Kein Geld für Emotionen: Warum es bei Fiat nicht vorangeht - focus.de, 23.03.2015
Der Fiat-Konzern hat sich in den vergangenen Jahren mehr mit der Neuordnung seiner Unternehmensstruktur als der Entwicklung neuer Modelle beschäftigt. Nicht nur bei der Kernmarke Fiat fehlen dringend neue Varianten.
Viele Amerikaner haben es immer noch nicht begriffen, dass das uramerikanische Markenpaket aus Jeep, Dodge und Chrysler längst in Fiat-Hand ist. Der alles andere als finanzstarke Fiat-Konzern schnappte sich in finanziell günstigen Zeiten die humpelnden Amerikaner und kreierte unter dem hemdsärmeligen Sergio Marchionne einen eindrucksvollen Weltkonzern mit Namen Fiat Chrysler Automobiles, der seinen Hauptsitz längst nicht mehr in Italien, sondern in London beziehungsweise Amsterdam hat.
Chrysler rettet Fiats Bilanz
Im Gegensatz zu Dieter Zetsches Daimler-Desaster mit Chrysler bewies der Italo-Kanadier Marchionne dabei ein glückliches Händchen. Dank der Chrysler-Verkäufe in den USA sind die chronisch klammen Kassen des italienischen Autobauers langsam wieder etwas besser gefühlt.

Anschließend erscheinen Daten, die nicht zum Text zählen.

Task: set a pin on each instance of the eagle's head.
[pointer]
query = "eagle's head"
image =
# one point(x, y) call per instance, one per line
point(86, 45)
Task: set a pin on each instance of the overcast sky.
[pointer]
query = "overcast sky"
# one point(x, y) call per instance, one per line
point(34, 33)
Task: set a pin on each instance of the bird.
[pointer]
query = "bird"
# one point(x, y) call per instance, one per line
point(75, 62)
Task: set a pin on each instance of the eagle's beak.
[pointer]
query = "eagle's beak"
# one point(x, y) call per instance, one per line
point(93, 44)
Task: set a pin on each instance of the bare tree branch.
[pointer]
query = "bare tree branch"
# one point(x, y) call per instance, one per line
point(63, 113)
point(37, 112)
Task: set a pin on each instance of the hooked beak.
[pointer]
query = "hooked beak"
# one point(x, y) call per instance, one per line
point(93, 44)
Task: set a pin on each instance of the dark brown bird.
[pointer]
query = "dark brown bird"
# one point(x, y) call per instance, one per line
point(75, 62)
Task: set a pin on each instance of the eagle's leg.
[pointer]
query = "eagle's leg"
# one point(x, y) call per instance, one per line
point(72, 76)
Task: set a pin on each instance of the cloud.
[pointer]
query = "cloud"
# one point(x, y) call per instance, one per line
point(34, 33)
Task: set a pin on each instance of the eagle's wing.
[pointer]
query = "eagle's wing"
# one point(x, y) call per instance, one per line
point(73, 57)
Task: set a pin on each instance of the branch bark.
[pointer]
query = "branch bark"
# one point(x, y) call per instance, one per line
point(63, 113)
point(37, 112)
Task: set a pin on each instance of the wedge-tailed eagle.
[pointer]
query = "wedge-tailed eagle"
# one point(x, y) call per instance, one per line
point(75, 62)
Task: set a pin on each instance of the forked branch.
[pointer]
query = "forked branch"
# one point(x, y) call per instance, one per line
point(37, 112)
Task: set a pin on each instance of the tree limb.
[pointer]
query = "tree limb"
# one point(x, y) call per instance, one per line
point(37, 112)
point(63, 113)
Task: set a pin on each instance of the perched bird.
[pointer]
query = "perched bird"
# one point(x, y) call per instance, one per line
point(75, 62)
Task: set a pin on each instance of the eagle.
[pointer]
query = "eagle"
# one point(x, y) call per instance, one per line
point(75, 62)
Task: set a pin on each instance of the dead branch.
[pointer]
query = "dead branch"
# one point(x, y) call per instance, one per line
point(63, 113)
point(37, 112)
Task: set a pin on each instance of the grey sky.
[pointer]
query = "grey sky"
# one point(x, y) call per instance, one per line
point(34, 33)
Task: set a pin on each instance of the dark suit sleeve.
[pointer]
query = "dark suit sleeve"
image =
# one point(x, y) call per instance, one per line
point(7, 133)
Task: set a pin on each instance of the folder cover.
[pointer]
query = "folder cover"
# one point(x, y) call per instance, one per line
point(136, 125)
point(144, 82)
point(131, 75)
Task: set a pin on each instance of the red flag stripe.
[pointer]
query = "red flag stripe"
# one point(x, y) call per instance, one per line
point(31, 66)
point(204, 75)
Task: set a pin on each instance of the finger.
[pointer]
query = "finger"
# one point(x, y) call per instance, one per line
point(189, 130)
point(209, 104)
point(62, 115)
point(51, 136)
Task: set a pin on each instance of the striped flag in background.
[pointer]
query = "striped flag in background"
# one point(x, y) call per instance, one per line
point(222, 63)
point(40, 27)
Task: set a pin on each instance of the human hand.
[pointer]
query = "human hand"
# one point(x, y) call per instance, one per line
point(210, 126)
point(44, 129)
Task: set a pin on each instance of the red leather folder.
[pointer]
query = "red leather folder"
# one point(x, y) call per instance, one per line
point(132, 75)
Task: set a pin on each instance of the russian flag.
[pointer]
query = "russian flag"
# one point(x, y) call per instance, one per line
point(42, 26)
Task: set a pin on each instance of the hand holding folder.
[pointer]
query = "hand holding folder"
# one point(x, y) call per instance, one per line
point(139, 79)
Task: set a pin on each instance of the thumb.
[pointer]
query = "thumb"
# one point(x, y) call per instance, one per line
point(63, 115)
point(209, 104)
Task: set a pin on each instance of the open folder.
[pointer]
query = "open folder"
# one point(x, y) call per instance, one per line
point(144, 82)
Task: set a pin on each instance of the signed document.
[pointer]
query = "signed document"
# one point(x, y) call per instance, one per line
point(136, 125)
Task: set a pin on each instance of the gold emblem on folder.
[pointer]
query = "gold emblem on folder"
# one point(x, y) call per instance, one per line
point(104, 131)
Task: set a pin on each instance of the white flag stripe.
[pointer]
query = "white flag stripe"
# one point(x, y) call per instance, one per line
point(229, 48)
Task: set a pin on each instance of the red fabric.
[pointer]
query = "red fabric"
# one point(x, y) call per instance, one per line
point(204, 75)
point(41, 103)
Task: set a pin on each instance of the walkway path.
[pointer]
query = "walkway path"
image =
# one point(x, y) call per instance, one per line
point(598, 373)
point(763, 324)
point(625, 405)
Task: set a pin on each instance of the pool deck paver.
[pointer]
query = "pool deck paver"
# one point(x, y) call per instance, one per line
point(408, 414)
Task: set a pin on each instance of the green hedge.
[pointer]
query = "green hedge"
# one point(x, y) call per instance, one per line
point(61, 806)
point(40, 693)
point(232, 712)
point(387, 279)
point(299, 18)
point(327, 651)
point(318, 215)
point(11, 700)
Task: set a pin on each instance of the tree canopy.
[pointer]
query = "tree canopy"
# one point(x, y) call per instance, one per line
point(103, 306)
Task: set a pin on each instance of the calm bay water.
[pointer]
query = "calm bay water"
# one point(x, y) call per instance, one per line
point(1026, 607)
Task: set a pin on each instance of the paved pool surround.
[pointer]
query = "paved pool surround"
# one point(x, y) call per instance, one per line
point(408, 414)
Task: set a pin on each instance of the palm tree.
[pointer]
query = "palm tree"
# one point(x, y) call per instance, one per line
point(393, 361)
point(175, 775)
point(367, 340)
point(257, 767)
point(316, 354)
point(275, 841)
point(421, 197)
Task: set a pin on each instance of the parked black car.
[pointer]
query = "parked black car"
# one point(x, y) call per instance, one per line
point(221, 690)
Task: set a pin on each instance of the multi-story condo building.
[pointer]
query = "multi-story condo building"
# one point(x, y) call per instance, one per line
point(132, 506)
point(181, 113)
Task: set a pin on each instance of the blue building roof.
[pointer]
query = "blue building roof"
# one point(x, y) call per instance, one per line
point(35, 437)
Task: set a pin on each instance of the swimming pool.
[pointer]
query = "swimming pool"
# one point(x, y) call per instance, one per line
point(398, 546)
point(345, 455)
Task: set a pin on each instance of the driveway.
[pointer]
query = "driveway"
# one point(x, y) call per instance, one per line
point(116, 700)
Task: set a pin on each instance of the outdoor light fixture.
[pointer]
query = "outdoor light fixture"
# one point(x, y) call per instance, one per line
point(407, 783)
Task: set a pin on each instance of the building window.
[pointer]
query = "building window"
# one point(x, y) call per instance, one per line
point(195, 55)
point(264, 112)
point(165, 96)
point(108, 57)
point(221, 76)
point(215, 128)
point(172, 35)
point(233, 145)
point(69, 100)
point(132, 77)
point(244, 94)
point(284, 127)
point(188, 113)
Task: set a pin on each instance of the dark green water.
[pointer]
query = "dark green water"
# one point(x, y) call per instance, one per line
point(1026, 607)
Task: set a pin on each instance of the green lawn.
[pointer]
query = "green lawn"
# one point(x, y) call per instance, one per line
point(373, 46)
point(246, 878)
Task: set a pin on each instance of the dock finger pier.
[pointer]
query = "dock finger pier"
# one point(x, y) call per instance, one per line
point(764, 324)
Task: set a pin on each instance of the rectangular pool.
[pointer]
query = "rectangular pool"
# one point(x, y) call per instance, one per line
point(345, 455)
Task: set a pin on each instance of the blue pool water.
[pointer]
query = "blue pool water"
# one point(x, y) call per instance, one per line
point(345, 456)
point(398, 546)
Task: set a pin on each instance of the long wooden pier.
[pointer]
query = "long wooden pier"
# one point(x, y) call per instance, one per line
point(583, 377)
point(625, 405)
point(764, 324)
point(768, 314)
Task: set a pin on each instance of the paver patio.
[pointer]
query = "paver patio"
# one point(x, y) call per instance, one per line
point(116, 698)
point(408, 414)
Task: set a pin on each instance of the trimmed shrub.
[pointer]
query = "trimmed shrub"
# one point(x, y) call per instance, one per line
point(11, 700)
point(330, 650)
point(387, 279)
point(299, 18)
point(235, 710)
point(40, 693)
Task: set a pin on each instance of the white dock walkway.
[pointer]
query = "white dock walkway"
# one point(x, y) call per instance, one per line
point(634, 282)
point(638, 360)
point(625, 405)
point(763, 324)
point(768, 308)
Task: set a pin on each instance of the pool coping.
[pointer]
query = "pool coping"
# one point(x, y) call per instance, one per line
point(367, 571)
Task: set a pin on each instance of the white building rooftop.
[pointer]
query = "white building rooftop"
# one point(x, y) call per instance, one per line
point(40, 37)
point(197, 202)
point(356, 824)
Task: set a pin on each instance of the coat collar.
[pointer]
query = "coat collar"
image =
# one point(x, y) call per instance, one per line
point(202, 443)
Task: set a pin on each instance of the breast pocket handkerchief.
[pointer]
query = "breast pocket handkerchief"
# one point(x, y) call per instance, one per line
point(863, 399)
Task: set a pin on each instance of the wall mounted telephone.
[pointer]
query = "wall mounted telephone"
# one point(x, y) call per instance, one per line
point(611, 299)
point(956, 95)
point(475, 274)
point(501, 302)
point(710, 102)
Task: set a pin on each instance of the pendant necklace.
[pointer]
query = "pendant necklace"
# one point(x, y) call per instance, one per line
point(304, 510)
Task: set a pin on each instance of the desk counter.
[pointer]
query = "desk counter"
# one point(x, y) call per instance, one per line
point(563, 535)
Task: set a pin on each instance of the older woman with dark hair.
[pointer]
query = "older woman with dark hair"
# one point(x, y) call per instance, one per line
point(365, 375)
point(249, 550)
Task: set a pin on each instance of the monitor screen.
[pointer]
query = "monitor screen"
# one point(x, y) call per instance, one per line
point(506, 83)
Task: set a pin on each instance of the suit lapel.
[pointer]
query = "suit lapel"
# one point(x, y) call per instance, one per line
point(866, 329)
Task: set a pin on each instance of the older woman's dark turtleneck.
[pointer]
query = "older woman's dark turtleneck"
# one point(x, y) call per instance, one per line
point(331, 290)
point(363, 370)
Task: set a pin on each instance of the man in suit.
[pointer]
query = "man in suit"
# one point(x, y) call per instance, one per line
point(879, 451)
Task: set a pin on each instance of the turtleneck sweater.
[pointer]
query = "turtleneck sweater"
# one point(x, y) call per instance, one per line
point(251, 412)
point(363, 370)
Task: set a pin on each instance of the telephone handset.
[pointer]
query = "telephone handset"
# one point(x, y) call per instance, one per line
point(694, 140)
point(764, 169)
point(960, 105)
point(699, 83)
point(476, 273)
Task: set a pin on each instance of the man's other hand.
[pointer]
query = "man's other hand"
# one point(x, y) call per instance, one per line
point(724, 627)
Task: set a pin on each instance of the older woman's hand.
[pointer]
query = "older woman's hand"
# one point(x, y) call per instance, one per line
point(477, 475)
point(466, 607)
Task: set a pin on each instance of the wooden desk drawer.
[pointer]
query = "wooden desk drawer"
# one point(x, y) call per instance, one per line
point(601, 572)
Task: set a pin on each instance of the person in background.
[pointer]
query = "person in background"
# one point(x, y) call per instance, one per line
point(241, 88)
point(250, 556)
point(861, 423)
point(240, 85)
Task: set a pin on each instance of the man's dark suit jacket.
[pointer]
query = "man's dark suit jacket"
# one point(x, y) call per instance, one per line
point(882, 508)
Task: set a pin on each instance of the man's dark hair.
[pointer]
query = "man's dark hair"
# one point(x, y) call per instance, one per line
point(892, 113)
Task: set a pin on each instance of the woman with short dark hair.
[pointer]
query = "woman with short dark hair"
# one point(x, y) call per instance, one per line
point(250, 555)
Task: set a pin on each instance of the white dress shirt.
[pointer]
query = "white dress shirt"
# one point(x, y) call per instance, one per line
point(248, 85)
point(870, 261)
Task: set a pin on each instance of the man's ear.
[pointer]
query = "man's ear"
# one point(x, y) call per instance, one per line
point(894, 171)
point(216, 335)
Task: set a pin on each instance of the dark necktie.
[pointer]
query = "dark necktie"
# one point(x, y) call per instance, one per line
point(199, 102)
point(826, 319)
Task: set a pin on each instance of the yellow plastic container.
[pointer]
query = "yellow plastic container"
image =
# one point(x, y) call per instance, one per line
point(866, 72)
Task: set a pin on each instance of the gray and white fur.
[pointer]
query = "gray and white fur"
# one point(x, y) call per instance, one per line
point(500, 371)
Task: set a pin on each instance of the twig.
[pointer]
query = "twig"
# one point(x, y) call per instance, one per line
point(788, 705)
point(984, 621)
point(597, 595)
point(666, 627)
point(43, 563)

Doch Firmenchef Sergio Marchionne ist mit seinen Umbauplänen offenbar noch lange nicht am Ende. Unlängst enthüllte der passionierte Pulli-Träger, dass er durchaus offen für Kooperationen mit Marken wie Ford oder GM sei.
Nicht ganz so begeistert ist er von der Idee, sich mit Peugeot oder Volkswagen die wirtschaftliche Bettdecke zu teilen. Gerade auf Volkswagen ist Marchionne nicht gut zu sprechen, macht doch Konzern-Patriarch Ferdinand Piech seit vielen Jahren keinen Hehl daraus, dass er sich Alfa Romeo einverleiben will.
Alfa nur noch ein Schatten seiner selbst
Diesem Ansinnen hat Sergio Marchionne mehr als einmal eine kraftvolle Absage erteilt. Also dümpelt der ehemals stolze Sportwagen-Hersteller derzeit eher als Schatten seiner selbst vor sich hin, lebt von seiner emotionalen Historie und seinen unerschütterlichen Anhängern. Neue Modelle, die aus diesem Kapital wirtschaftlichem Nutzen ziehen wollen, blieben bisher aus. Nach dem sportlichen Alfa Romeo 4C warteten die Fans vergeblich ein weiteres neues Auto, das dieses Lebenszeichen verstärkt. Immer wieder haben die Italiener neue Pläne aus der Schublade gezaubert, die nach ein paar Monaten durch neue ersetzt wurden. Der letzte sieht eine Reanimation mit fünf Milliarden Dollar und acht neue Modelle bis 2018 vor. Darunter auch ein SUV und ein 159er-Nachfolger, der nunmehr im Sommer vorgestellt werden soll. Woher das Geld für die Modell-Finanzspritze und den Blumenstrauß neuer Modelle kommen soll, bleibt weiter unklar.
Das Motto der jüngsten Strategie lautet offenbar „zurück zu den Wurzeln“, so sollen nach dem Willen Marchionnes alle Alfa-Romeo-Modelle aus Italien kommen. Das bedeutet auch das Alfa-Aus für den kleinen Spider, der auf der Architektur des Mazda MX-5 basieren sollte . Jetzt soll dem Verneh men nach ein Fiat Abarth Cabrio von der modernen Technik des Japaners profitieren. Ob das der richtige Weg ist, darf zumindest bezweifelt werden.